- #WAR HOSPITAL A TRUE STORY OF SURGERY AND SURVIVAL FULL#
- #WAR HOSPITAL A TRUE STORY OF SURGERY AND SURVIVAL PROFESSIONAL#
SL: Firstly, although it was a British Military Hospital, there were a lot of Aussies caught up in the Alexandra Hospital Massacres because the 22 nd Brigade was active on the west coast nearby, and all the worst cases ended up here. Please share some of the things you discovered … Writing the book took the best part of two to three years. Then I tracked down two living survivors, British Dick Lee and Australian Fergus Anckorn, who bared their souls to me. My first port-of-call was the Singapore Archives and the Australian War Memorial to see what they had, and there was an excellent collection of oral history interviews with staff and survivors at the former. SL: I fell into this rabbit-hole from that moment on. When did you start researching and how did you go about it? When I realised no book had been specifically written on this event, the story had to be told. But the idea for the book came in 2009 when I wrote my first war book, The Missing Years (which has just been updated and republished for the 80 th anniversary of the Fall of Singapore), because my subject was caught up in the massacre as a part of his whole journey. SL: I first heard of the Alexandra Hospital Massacres reading Noel Barber’s novel Tanah Merah. How did you get the idea for your latest book, A Bleeding Slaughterhou se ? Read on for more insights and for an extract of the book, out now. We speak to Stuart about how it took almost three years of research and writing the story-driven narrative which is based on first-hand interviews with survivors, and never-seen unpublished memoir notes.
#WAR HOSPITAL A TRUE STORY OF SURGERY AND SURVIVAL FULL#
It tells the full story of this two-day tsunami of terror, examining the characters and causes behind it.
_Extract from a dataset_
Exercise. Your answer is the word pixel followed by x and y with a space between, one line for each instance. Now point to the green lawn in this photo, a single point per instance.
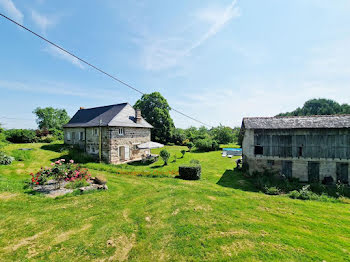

#WAR HOSPITAL A TRUE STORY OF SURGERY AND SURVIVAL PROFESSIONAL#
In the hours beforehand, the British Military Hospital Alexandra on Alexandra Road found itself isolated in a no-man’s-land between the Japanese and Allied frontlines and became the site where up to 300 Allied soldier-patients (many of whom were from Australia and the United Kingdom), nurses, orderlies and doctors were killed.Ī Bleeding Slaughterhouse – The Outrageous True Story of the Alexandra Hospital Massacres, Singapore, February 1942 is a new book by Stuart Lloyd, a professional storyteller for over 30 years and ex Singapore expat. Pic credit: ġ5 February marks the 80th anniversary of the Fall of Singapore to the Japanese in 1942. Alexandra Hospital on Alexandra Road was the site of the massacres in 1942.